サッカーとeスポーツを
つなぐ仕事の原点は
学生時代の息抜き

高橋 育麻

 スポーツ局スポーツセンター

スポーツディレクター

仕事内容を教えてください。

スポーツセンターでサッカーとeスポーツのプロデューサー兼チーフディレクターをしています。
日本代表戦などサッカー中継の制作はもちろんですが、ニュースやバラエティでもテレ朝でサッカーに関係する人や物が放送されているときは何かしら関わっています。
eスポーツ分野では、『やべっちF.C.』のスピンオフ番組『やべっちeスポCUP』を制作したり、レギュラーでは山里亮太さんMCの『ReAL eSports News』(日曜深夜0時25分~)というeスポーツ情報番組も担当しています。伝統と人気のあるサッカーと未開拓のeスポーツという異なる分野、プロデューサーとチーフディレクターという異なる役割、 “四刀流”で使う脳みそを切り替えながら格闘している日々です。

どんな学生でしたか?

浪人時代もあって人より遅く始まった学生時代だったので、充実した毎日を過ごそうという意識が強かったと思います。部活もバイトも勉強も、とにかく全力でした!若かった分、いまよりタフな毎日だった気がします(笑)一見がむしゃらに詰め込んでいるようでもありましたが、それでもそれぞれに将来を見据えた目的と理由はありました。単なる目先の楽しさ、お金稼ぎなどではなく、卒業後を意識して過ごしていたと思います。
とはいえ、単なる息抜きとしてよく遊んでいたサッカーゲームが、まさか将来の仕事につながるとは全く思っていませんでした。皆さんの趣味や息抜きが、テレ朝だったら仕事になっちゃう日が来るかもしれません。

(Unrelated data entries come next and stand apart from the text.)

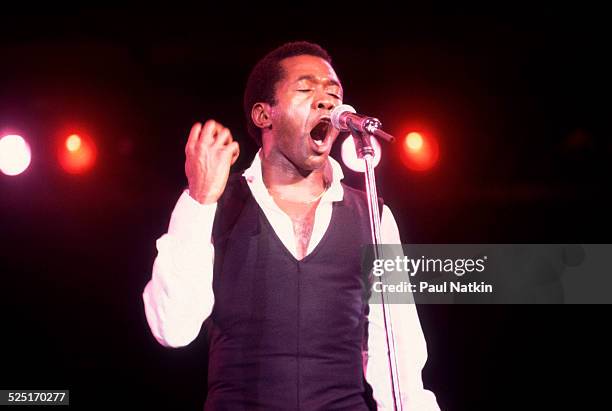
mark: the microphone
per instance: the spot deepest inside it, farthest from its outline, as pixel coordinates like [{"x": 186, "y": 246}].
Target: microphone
[{"x": 345, "y": 118}]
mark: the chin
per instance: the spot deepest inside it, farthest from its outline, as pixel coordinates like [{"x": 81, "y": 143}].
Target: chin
[{"x": 314, "y": 162}]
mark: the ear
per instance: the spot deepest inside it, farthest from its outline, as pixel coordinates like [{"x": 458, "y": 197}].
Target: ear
[{"x": 260, "y": 114}]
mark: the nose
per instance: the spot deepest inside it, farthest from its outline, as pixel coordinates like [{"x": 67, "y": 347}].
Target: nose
[{"x": 324, "y": 102}]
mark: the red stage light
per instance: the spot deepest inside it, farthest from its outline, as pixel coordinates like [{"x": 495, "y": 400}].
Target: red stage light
[
  {"x": 77, "y": 155},
  {"x": 15, "y": 155},
  {"x": 420, "y": 152}
]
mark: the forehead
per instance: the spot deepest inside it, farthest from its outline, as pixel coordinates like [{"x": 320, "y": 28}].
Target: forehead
[{"x": 301, "y": 66}]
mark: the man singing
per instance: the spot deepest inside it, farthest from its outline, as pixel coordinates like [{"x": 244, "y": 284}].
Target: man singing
[{"x": 271, "y": 259}]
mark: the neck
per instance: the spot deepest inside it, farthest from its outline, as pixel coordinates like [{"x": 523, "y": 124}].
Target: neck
[{"x": 280, "y": 175}]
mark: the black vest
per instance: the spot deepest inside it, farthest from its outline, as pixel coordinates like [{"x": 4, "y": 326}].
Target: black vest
[{"x": 287, "y": 334}]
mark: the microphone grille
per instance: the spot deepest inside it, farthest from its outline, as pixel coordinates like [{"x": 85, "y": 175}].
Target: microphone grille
[{"x": 337, "y": 112}]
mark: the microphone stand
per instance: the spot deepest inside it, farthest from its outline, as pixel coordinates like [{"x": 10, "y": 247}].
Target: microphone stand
[{"x": 365, "y": 151}]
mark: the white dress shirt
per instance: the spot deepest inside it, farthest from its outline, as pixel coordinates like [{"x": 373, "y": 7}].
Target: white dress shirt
[{"x": 179, "y": 296}]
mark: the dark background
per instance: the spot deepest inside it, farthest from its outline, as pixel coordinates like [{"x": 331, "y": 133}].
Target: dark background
[{"x": 517, "y": 98}]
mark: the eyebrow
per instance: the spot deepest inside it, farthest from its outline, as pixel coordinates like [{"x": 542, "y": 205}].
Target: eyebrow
[{"x": 310, "y": 77}]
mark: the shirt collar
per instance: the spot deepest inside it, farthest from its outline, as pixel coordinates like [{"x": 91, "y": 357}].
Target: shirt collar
[{"x": 335, "y": 192}]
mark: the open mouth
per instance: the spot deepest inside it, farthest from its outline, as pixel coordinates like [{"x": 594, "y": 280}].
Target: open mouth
[{"x": 320, "y": 131}]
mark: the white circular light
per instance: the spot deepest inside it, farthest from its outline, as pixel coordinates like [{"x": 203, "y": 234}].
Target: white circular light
[
  {"x": 15, "y": 155},
  {"x": 349, "y": 154}
]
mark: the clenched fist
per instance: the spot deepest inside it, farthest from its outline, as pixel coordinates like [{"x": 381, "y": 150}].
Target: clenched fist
[{"x": 210, "y": 151}]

今までの仕事で最も印象に残っている出来事は何ですか?

旅行で行くことがないような国にサッカー中継で行くことがありますが、そこでは日本ではありえないことが日常的に起こっていたりします。例えば、2017年6月にワールドカップ最終予選の取材と中継準備でイランに行ったとき、つい1週間前に現地では同時多発テロが起きていました。現場でなければ分からない情報を正しく伝える、日本メディアの代表として日の丸を背負っているんだと強く意識したときでした。その後、アジアカップやワールドカップで様々な国が集まる大規模な大会でも、心の中では自分もサムライブルーのユニフォームを着て戦っているんだ!という意識でいます。
あと、クリスティアーノ・ロナウドがワールドカップでハットトリックした姿を、ゴール裏のピッチで観られたのは最高でした。

テレビ朝日に入ってよかったなと思うことは何ですか?

「絶対に負けられない戦いが、そこにはある」で始まるテレ朝サッカー中継には、学生時代から特別な魅力を感じていました。ただ自分も携わりたいなどという大きな夢は持っていませんでした。それがいつの間にか先頭で指揮する立場になってました。
入社時は当時希望していたデジタルコンテンツを扱う部署へ配属され、それはそれで毎日が充実していましたが、入社3年目でスポーツ局へ部署異動したときは、全く異なる業種へ転職したみたいな新しい気持ちでした。入社してからも自分のやりたいことが新たに見つかると思いますし、何にでも興味を持てる人にはずっと楽しく働ける環境があります。いつまでも新鮮な気持ちで働ける会社だと思います。

仕事終わりや休みの日は何をしていますか?

休日は子どもと遊ぶに出ることが多いです。街に出るとどんなことが興味や人気を集めているのか、普段会社の中にいるだけでは分からないことにいろいろ気付かされます。
我が家は共働きですが、最近はテレワークも増え、妻に頼りつつもフレックスに連携を組んで子育てに取り組んでいます。毎晩妻と晩酌しながら家族の様子を共有したり、夜中はゲームが好きな番組スタッフたちとチャットしながらプレイしたりしています。番組制作の反省会や企画会議になることもあり、いいコミュニケ―ションになっています。去年eスポーツの担当になってからFPSゲームを始めたのですが、こまめに練習しても全然上手くなりません。

学生へのメッセージをお願いします!

仕事をしていても成功よりも失敗ばかりです。入社して以来、先輩のスキルを一つでも習得しようと必死でしたし、未だに歴代の先輩たちには敵わないなあと自分の未熟さを感じています。でも意外と最近は、若い後輩たちから学ぶことが多いなあとも感じています。
テレビの役割、未来はこれまでの10年と、これからの10年で大きく異なるでしょう。新しい生活スタイルに合わせて、新しい発想で変えていかなくてはいけません。皆さんのような若い世代の情熱が明日のテレビ朝日を作っていくのだと思っています。
そんな熱意ある方々を全力でサポートしたいと思いますし、一緒に仕事をしたいなと思っています。